The child has been managed with observation for the past 3 months and is now 8 months from his diagnosis. He continues to have no bleeding symptoms apart from bruising and petechiae. His platelet count has varied between 10 and 30 × 109/L. Football season will begin shortly and he desires to have a platelet count that is safe for participation.

Tier 1

Low-dose corticosteroids.

Rarely, patients who are highly responsive to corticosteroids at standard rescue therapy doses (eg, prednisone 1 mg/kg/d, dexamethasone 40 mg/d × 4) may be able to sustain hemostatic platelet counts at very low maintenance doses of prednisone (≤5 mg/d).15 Long-term treatment at such doses is generally well tolerated but is not devoid of risk for cumulative toxicities, including weight gain, diabetes mellitus, hypertension, decreased bone mineral density, and cataract formation (Table 2).16 Monitoring for toxicities, including periodic bone density assessment, is indicated. Calcium and vitamin D supplementation and regular weight-bearing exercise are recommended to reduce the risk of osteoporosis.

Table 2

Tier 1 treatment options

Rituximab.

Rituximab is a chimeric monoclonal anti-CD20 antibody that depletes B lymphocytes. Its efficacy was evaluated in a systematic review and meta-analysis collectively involving 19 studies and 313 patients, approximately half of whom had undergone splenectomy. A response (platelet count >50 × 109/L) was achieved in 63% of patients.
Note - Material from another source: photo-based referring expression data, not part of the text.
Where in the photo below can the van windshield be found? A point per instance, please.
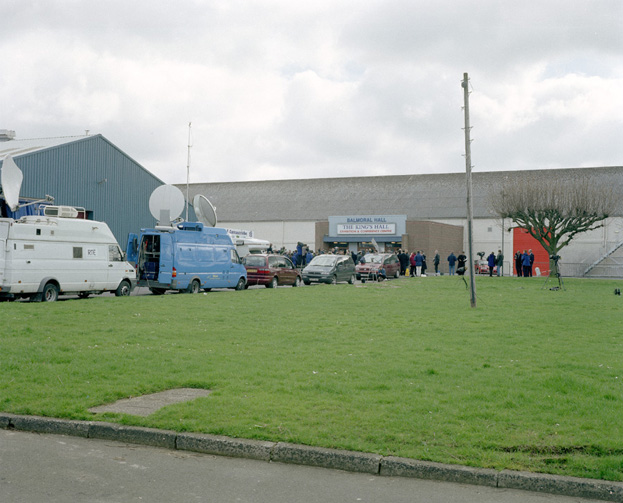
(324, 260)
(254, 261)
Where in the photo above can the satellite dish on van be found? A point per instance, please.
(11, 180)
(166, 203)
(205, 211)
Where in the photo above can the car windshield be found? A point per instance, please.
(254, 261)
(373, 259)
(323, 260)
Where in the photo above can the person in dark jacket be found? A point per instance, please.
(491, 263)
(499, 261)
(525, 263)
(461, 260)
(518, 265)
(451, 263)
(403, 258)
(419, 260)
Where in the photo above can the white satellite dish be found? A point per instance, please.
(11, 180)
(166, 204)
(205, 211)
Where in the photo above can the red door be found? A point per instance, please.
(522, 240)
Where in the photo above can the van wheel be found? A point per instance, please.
(124, 289)
(50, 293)
(273, 283)
(194, 286)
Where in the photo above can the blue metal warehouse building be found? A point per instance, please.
(88, 172)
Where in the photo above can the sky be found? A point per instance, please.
(286, 89)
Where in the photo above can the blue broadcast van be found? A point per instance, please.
(188, 257)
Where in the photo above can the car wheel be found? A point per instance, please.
(50, 293)
(124, 289)
(194, 286)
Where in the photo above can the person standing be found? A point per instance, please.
(525, 263)
(518, 265)
(451, 263)
(403, 258)
(491, 263)
(461, 261)
(418, 264)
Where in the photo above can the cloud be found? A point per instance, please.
(278, 89)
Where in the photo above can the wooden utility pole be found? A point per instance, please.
(468, 168)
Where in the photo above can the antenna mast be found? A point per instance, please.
(468, 169)
(188, 170)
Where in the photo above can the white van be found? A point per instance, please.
(44, 256)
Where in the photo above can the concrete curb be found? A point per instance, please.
(317, 456)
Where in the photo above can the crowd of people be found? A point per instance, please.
(524, 263)
(414, 264)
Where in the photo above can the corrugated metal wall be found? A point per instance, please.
(93, 173)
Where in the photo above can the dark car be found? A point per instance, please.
(270, 270)
(372, 262)
(330, 269)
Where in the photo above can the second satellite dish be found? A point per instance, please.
(11, 180)
(204, 210)
(166, 204)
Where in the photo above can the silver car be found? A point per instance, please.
(330, 269)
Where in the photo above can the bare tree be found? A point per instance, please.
(554, 211)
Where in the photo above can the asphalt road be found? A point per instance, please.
(54, 468)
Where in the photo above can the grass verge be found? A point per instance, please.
(531, 379)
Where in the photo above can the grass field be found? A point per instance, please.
(531, 379)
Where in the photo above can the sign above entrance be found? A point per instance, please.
(366, 229)
(367, 226)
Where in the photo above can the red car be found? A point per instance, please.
(270, 270)
(370, 268)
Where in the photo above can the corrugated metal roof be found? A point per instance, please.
(28, 146)
(420, 197)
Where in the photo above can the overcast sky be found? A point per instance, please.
(280, 89)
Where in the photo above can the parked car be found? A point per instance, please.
(372, 262)
(270, 270)
(330, 269)
(482, 267)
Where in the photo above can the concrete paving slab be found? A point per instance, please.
(145, 405)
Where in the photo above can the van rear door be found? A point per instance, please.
(131, 250)
(4, 234)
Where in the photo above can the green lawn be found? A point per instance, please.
(531, 379)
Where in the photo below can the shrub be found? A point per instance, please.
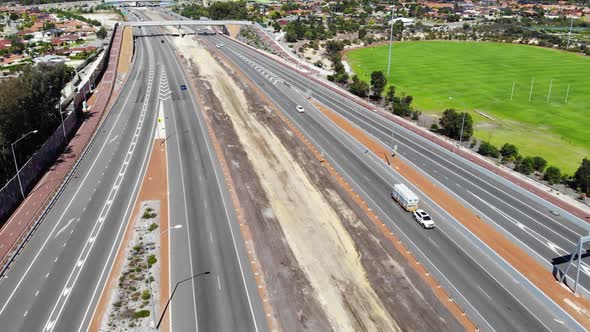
(539, 163)
(488, 149)
(141, 314)
(148, 215)
(552, 175)
(152, 260)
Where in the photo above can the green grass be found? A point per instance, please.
(479, 77)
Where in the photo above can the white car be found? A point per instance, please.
(423, 218)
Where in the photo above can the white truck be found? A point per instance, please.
(405, 197)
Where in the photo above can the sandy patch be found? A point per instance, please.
(308, 220)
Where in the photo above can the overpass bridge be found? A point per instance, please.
(185, 23)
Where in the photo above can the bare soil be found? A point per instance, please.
(325, 264)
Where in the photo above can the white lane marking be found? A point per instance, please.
(484, 292)
(66, 226)
(98, 226)
(432, 241)
(187, 223)
(68, 206)
(219, 182)
(390, 221)
(532, 233)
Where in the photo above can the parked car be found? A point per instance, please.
(423, 218)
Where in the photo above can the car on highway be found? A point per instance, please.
(423, 218)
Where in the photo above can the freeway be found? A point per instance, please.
(480, 282)
(54, 282)
(546, 232)
(227, 299)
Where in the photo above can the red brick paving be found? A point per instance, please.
(16, 228)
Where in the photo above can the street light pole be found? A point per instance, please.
(22, 192)
(174, 291)
(63, 127)
(390, 44)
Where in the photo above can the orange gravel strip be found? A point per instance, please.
(437, 289)
(273, 324)
(153, 187)
(126, 51)
(576, 306)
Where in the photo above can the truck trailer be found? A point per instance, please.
(405, 197)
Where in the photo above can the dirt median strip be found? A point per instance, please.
(272, 322)
(437, 290)
(154, 186)
(576, 306)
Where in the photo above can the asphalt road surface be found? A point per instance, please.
(57, 278)
(480, 282)
(226, 299)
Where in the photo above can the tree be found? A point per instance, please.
(390, 95)
(378, 83)
(101, 33)
(487, 149)
(451, 123)
(552, 175)
(539, 163)
(581, 178)
(28, 102)
(509, 151)
(525, 166)
(358, 87)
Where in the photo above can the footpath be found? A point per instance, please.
(577, 307)
(26, 218)
(466, 154)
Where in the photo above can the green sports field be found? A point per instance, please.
(479, 77)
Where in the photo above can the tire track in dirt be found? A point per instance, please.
(315, 215)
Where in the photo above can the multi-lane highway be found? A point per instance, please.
(227, 299)
(492, 293)
(58, 276)
(55, 283)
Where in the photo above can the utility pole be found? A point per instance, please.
(390, 44)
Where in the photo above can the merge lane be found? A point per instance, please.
(493, 302)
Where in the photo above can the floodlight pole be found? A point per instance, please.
(390, 44)
(462, 124)
(569, 34)
(531, 92)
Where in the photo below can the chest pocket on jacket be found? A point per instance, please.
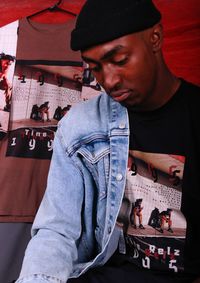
(96, 157)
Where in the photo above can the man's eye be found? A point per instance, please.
(121, 62)
(94, 69)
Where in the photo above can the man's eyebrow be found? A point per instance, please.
(105, 56)
(111, 52)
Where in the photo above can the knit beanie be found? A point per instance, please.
(100, 21)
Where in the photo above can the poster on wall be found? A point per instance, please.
(8, 42)
(44, 87)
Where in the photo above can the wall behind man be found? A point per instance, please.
(181, 19)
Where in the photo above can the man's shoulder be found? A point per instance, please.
(190, 87)
(86, 119)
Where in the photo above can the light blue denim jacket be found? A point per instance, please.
(74, 228)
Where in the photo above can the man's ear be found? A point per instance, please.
(156, 37)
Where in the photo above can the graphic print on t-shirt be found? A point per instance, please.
(153, 225)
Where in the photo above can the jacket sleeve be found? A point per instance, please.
(52, 250)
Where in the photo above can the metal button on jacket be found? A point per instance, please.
(122, 125)
(119, 177)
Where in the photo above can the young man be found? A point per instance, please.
(146, 111)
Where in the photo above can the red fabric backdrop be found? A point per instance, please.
(181, 19)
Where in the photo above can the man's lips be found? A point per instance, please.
(120, 96)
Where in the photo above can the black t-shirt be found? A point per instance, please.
(165, 147)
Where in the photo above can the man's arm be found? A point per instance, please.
(52, 250)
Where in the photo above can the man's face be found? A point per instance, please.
(126, 68)
(4, 65)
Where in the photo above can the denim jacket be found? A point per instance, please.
(74, 228)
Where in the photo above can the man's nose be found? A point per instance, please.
(111, 79)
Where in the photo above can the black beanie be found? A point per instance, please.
(101, 21)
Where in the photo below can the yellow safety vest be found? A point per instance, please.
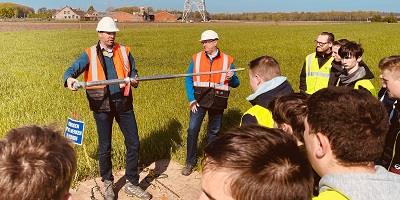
(316, 77)
(263, 116)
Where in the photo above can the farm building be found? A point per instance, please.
(126, 17)
(67, 13)
(164, 17)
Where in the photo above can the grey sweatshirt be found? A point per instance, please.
(363, 186)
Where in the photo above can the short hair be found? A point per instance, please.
(265, 163)
(35, 163)
(265, 66)
(353, 120)
(391, 63)
(290, 109)
(331, 37)
(341, 42)
(351, 49)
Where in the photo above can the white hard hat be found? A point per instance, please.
(107, 24)
(209, 35)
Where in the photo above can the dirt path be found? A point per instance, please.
(170, 185)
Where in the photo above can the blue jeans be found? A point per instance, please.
(127, 124)
(196, 119)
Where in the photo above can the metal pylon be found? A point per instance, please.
(187, 8)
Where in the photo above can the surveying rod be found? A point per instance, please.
(146, 78)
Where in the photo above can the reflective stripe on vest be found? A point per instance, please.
(316, 77)
(96, 72)
(211, 81)
(263, 116)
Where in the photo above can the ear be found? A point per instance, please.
(323, 145)
(67, 196)
(287, 128)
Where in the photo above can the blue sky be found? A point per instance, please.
(226, 6)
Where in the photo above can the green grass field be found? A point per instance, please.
(33, 62)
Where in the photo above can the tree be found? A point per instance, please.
(110, 9)
(90, 9)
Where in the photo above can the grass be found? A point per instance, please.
(33, 62)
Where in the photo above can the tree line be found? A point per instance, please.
(11, 10)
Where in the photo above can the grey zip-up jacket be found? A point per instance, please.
(381, 185)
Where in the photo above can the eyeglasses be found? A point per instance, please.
(320, 43)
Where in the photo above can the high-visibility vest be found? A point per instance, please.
(202, 64)
(316, 77)
(263, 116)
(96, 72)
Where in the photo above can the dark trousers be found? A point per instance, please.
(196, 119)
(127, 123)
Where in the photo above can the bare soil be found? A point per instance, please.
(162, 179)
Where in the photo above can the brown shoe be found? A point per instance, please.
(187, 170)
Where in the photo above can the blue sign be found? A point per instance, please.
(74, 131)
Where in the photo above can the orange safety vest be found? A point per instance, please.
(96, 72)
(202, 64)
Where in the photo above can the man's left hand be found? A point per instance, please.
(229, 75)
(134, 82)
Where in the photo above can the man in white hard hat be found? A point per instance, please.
(104, 61)
(207, 93)
(317, 65)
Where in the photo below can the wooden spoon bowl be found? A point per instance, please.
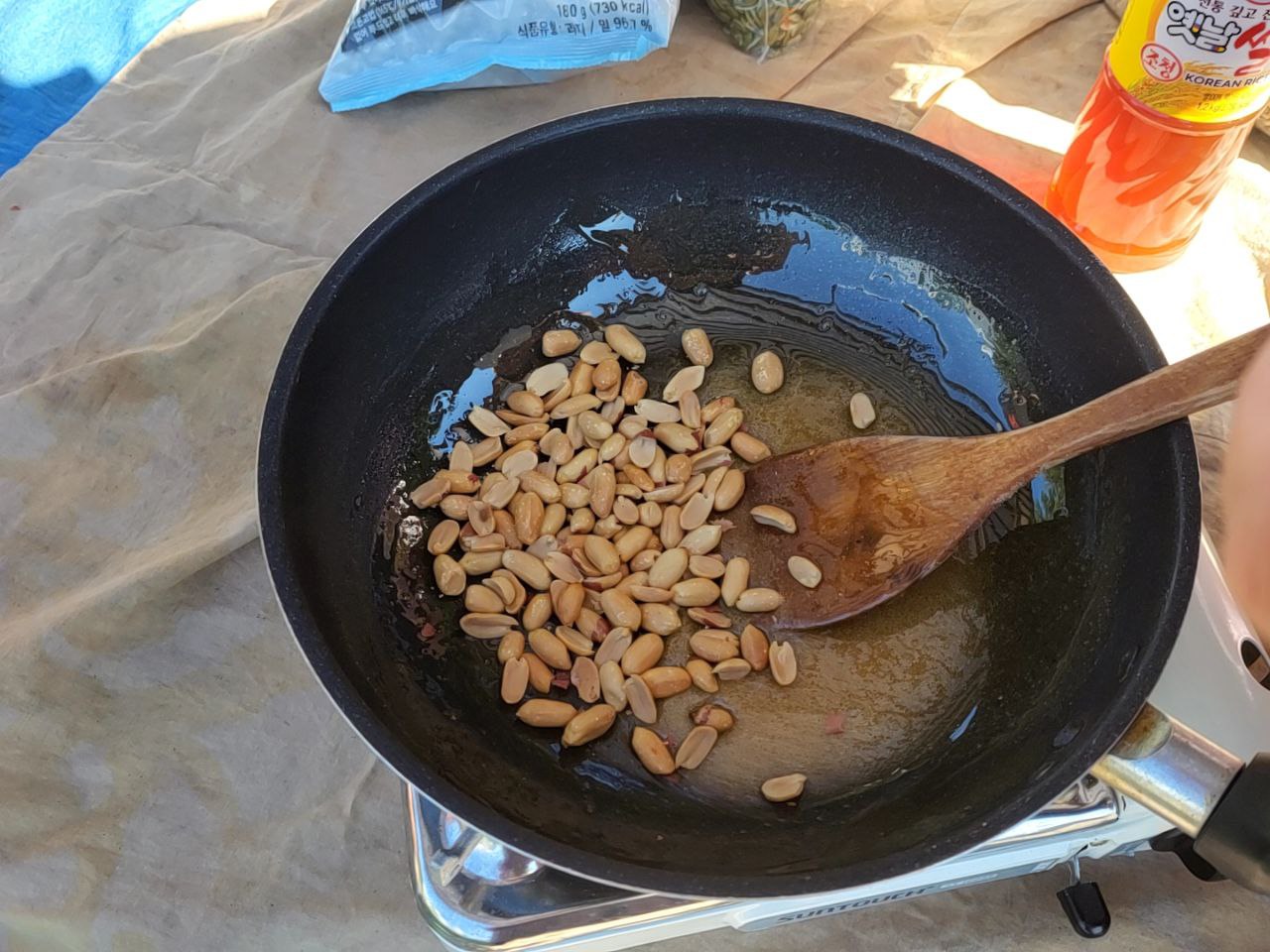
(878, 513)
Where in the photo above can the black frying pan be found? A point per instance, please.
(1079, 625)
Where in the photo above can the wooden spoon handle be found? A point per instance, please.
(1198, 382)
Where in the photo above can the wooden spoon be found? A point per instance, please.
(878, 513)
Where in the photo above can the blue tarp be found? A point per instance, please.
(56, 54)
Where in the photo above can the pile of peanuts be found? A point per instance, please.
(593, 527)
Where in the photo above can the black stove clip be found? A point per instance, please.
(1083, 904)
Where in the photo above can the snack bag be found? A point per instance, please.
(390, 48)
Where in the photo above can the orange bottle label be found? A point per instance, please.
(1196, 60)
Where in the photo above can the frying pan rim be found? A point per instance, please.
(1035, 793)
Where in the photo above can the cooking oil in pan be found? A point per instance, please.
(876, 693)
(885, 692)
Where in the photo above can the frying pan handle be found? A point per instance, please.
(1202, 788)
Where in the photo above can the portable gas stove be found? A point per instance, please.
(477, 893)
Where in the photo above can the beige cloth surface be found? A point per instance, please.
(172, 774)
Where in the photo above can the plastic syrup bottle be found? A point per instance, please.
(1180, 87)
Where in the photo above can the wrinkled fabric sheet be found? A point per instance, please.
(172, 774)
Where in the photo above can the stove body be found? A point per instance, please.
(477, 893)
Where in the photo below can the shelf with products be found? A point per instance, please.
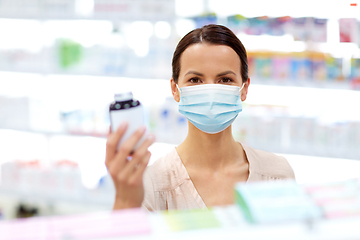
(295, 219)
(143, 49)
(287, 115)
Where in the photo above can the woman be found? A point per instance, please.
(209, 80)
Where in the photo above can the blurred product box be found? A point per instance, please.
(270, 202)
(30, 114)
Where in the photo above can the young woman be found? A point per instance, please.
(210, 81)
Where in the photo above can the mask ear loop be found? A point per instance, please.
(242, 87)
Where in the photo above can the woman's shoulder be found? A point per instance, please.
(268, 164)
(167, 172)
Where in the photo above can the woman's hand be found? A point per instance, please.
(127, 174)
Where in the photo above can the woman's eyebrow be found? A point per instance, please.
(194, 72)
(225, 73)
(220, 74)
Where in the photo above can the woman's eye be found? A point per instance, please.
(194, 80)
(226, 80)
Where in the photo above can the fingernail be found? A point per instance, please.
(123, 125)
(151, 138)
(142, 129)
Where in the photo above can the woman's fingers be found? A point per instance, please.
(137, 158)
(136, 178)
(113, 141)
(127, 147)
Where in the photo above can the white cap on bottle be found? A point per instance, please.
(125, 96)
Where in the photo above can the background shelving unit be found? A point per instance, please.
(69, 100)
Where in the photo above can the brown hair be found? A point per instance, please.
(213, 34)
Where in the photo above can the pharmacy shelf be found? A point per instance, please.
(221, 223)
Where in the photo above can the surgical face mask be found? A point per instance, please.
(210, 107)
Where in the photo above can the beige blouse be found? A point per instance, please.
(168, 185)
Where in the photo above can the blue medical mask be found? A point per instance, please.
(210, 107)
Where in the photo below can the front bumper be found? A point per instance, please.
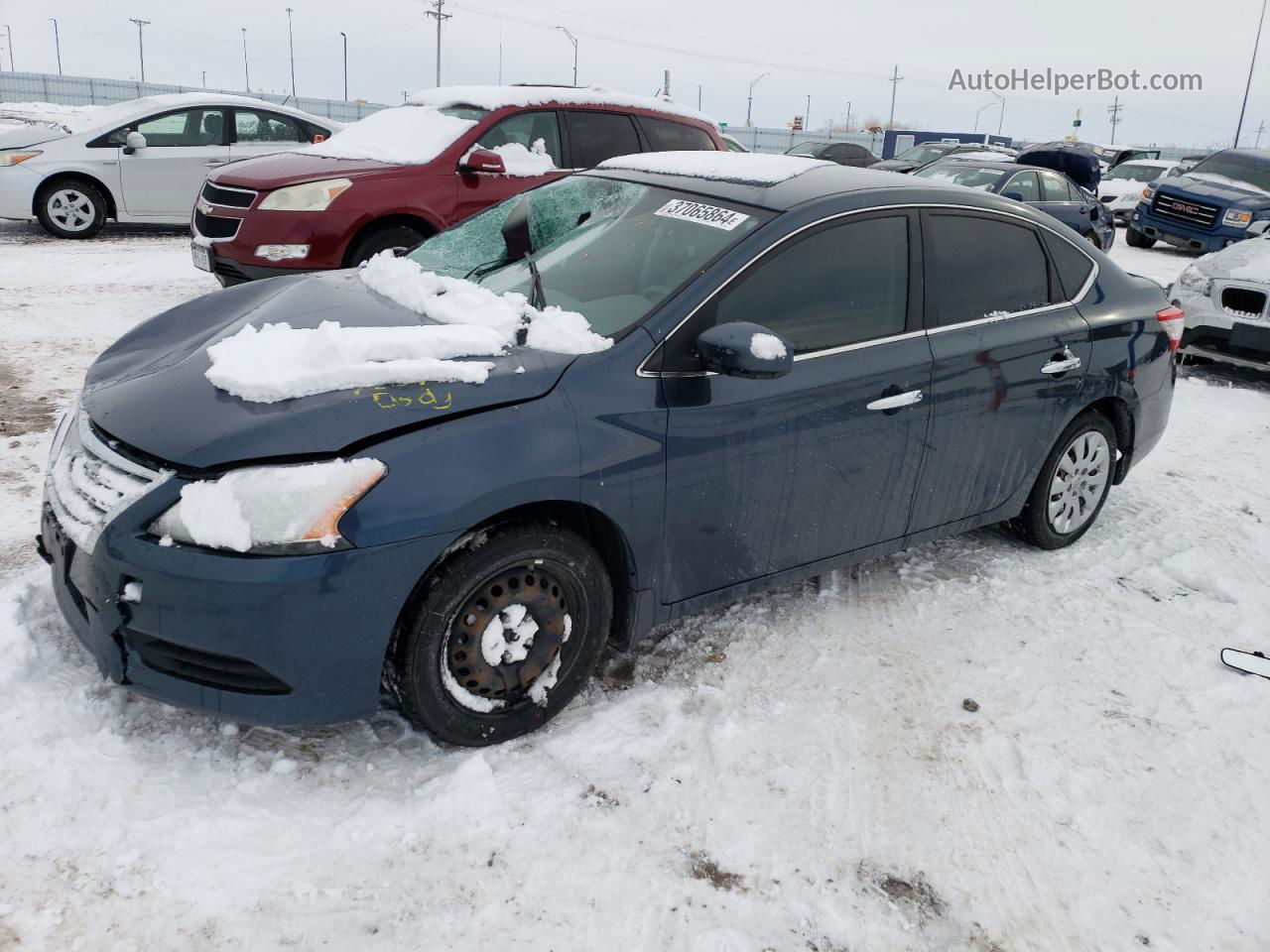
(257, 639)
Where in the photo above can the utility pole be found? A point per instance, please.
(443, 17)
(1114, 111)
(894, 81)
(572, 40)
(749, 102)
(58, 42)
(345, 63)
(291, 46)
(1251, 66)
(141, 45)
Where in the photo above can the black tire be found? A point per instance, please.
(70, 208)
(563, 584)
(1034, 524)
(381, 240)
(1135, 239)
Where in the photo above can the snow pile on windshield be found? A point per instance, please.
(502, 96)
(280, 362)
(404, 135)
(520, 162)
(742, 168)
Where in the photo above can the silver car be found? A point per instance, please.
(139, 162)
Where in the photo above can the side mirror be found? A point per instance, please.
(483, 160)
(744, 349)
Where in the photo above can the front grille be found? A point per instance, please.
(213, 225)
(231, 197)
(1184, 209)
(221, 671)
(1243, 302)
(87, 483)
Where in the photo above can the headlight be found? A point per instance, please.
(271, 509)
(14, 158)
(309, 197)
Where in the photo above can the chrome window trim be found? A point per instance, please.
(1071, 302)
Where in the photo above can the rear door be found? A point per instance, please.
(765, 475)
(163, 179)
(1010, 356)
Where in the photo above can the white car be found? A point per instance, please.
(1120, 189)
(1224, 296)
(139, 162)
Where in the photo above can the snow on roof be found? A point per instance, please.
(502, 96)
(404, 135)
(742, 168)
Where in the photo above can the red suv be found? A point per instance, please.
(405, 173)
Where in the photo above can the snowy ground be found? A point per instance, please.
(797, 772)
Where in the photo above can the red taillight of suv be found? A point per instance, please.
(1173, 320)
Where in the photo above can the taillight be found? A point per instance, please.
(1173, 320)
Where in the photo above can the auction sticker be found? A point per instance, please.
(710, 214)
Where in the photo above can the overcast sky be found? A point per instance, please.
(833, 51)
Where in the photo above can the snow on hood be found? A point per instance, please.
(404, 135)
(280, 362)
(742, 168)
(500, 96)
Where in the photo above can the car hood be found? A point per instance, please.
(1246, 197)
(149, 390)
(270, 172)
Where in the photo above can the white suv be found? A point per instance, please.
(139, 162)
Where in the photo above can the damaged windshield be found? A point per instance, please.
(610, 250)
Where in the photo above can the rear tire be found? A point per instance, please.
(70, 208)
(1135, 239)
(1072, 485)
(502, 636)
(381, 240)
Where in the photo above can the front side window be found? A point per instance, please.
(984, 268)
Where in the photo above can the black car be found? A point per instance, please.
(839, 153)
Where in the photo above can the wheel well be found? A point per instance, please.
(111, 211)
(1118, 412)
(412, 221)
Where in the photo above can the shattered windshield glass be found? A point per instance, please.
(611, 250)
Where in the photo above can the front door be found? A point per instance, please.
(163, 179)
(1010, 358)
(765, 475)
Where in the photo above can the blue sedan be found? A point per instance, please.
(703, 375)
(1046, 189)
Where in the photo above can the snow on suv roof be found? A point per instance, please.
(740, 168)
(502, 96)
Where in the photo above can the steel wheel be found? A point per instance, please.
(1079, 483)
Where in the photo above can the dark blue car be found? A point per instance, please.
(811, 366)
(1209, 207)
(1046, 189)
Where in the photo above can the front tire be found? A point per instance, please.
(502, 636)
(70, 208)
(1072, 485)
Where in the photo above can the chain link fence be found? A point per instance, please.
(86, 90)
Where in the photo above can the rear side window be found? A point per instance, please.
(666, 136)
(1074, 266)
(984, 267)
(594, 137)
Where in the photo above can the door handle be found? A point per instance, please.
(1062, 363)
(896, 400)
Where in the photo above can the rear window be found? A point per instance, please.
(666, 136)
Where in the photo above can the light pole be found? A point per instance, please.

Median time to response was 5.5 weeks, and median duration of response was 11 months.17 In a long-term observational study of 72 adults and 66 children, the response rate to rituximab at 5 years was 21% and 26%, respectively.18 Published evidence suggests that the likelihood and duration of platelet response are similar in splenectomized and nonsplenectomized patients.17,19 Complete responders who relapse ≥1 year after treatment are likely to respond to retreatment.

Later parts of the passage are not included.